Concept to Cafe Racer – Espiat Yamaha XJR

This may sound ridiculous, but sometimes I wish I lived in a place where riding during winter wasn’t an option. While it’s great having the luxury of being able to ride almost every day of the year down here in Australia, it would be rather productive to be forced to move my bike into a workshop for a few months. Having no option other than to tinker I would happily spend the colder months customising. Today’s featured build happened exactly like that. With an icy German winter setting in and a stock Yamaha XJR1200 in the garage Daniel got busy building his dream bike.

“Since my childhood I have been in love with two-wheeled vehicles. Whether they be BMX, Motocross or Mountian bikes, everything that has two wheels has always been fascinating”. Naturally as he got older Daniel’s fascination was turned towards motorcycles. With a modest budget set and a donor recipe decided upon (750cc-1300cc capacity, 4 cylinders, ’95 or earlier) he’d been on the hunt for a bike for a few months. Then out of the blue his bike dealer buddy Toni called “I have 2 very interesting bikes for you.
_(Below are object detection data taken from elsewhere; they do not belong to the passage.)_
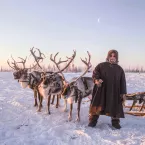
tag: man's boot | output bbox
[88,115,99,127]
[112,118,121,129]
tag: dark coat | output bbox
[91,62,127,118]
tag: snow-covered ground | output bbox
[0,72,145,145]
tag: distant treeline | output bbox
[0,64,145,73]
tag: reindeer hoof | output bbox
[37,109,41,112]
[76,118,80,122]
[63,108,68,112]
[68,117,72,121]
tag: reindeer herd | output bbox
[7,47,94,121]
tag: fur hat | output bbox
[106,49,119,63]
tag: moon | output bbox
[98,18,100,23]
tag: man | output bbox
[88,50,127,129]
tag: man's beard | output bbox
[109,59,116,63]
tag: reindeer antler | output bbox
[30,47,45,69]
[7,55,20,70]
[17,57,27,69]
[74,51,92,82]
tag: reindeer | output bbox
[62,52,94,121]
[38,51,76,114]
[7,47,45,106]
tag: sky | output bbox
[0,0,145,68]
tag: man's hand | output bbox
[95,79,103,87]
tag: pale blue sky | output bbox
[0,0,145,68]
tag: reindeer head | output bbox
[40,72,63,94]
[13,69,28,80]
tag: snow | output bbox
[0,72,145,145]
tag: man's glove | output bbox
[95,79,103,87]
[120,94,126,106]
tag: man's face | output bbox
[109,53,116,63]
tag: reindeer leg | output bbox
[47,95,51,114]
[56,95,59,108]
[63,99,67,112]
[129,100,137,111]
[33,89,38,107]
[139,101,145,112]
[68,103,73,121]
[51,95,55,104]
[76,97,82,122]
[37,92,43,112]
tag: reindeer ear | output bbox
[24,68,28,73]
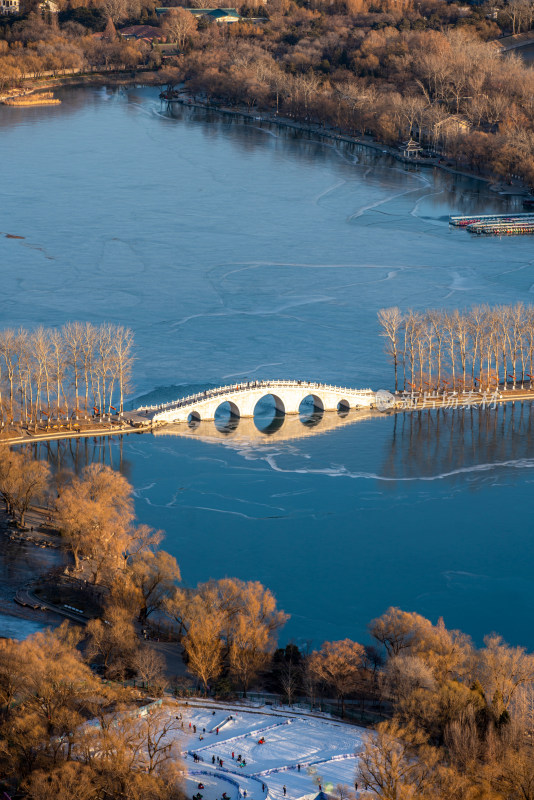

A Yamaha XJR1200 built in ’94 and a Honda CB750 built in ’98”. By all accounts both bikes were in good condition and running strong, but it was the grunty XJR that won out. Lured by the Yamaha’s sexy air-cooled inline 4 the graphic designer in Daniel had him dreaming up ways of modifying its lines before he’d even got it home.

Daniel’s original design concept for the Espiat XJR1200

“I’m trained in product design and prototyping of fibre plastics. Handling tools was taught to me in my early years by my father and my uncle who are both talented craftsmen”. With all the skills he needed already under his belt and the roads outside beginning to ice up the build began in the winter of 2014. In the garage, his new home away from home, it all started with the removal of the rear section of the frame. With the frame shortened and a new loop welded in Daniel used his skills to fabricate a new tail section complete with integrated LED taillight and side number plates out of fibreglass.

Next he worked on the riding position. With the new tail and seat in place he sat 3cm closer to the road and to get him feeling at home in the saddle he added a set of Renthal bars reminiscent of his MX bikes. Bar end mirrors were added to keep the front end looking low and a bikini fairing mounted to conceal the bikes new gauges and add a touch of classic racer cool.

Unhappy with the bikes stock note the exhaust headers were wrapped and the factory mufflers replaced with throaty, free flowing cans. Daniel continued to slim the XJR down by replacing parts with lighter alternatives or stripping away unnecessary items until it tipped that scales at an impressive 20kg lighter than stock. Then to add a touch of elegance the bikes bodywork was painted, cleared and polished to create a glossy black finish worthy of a grand piano.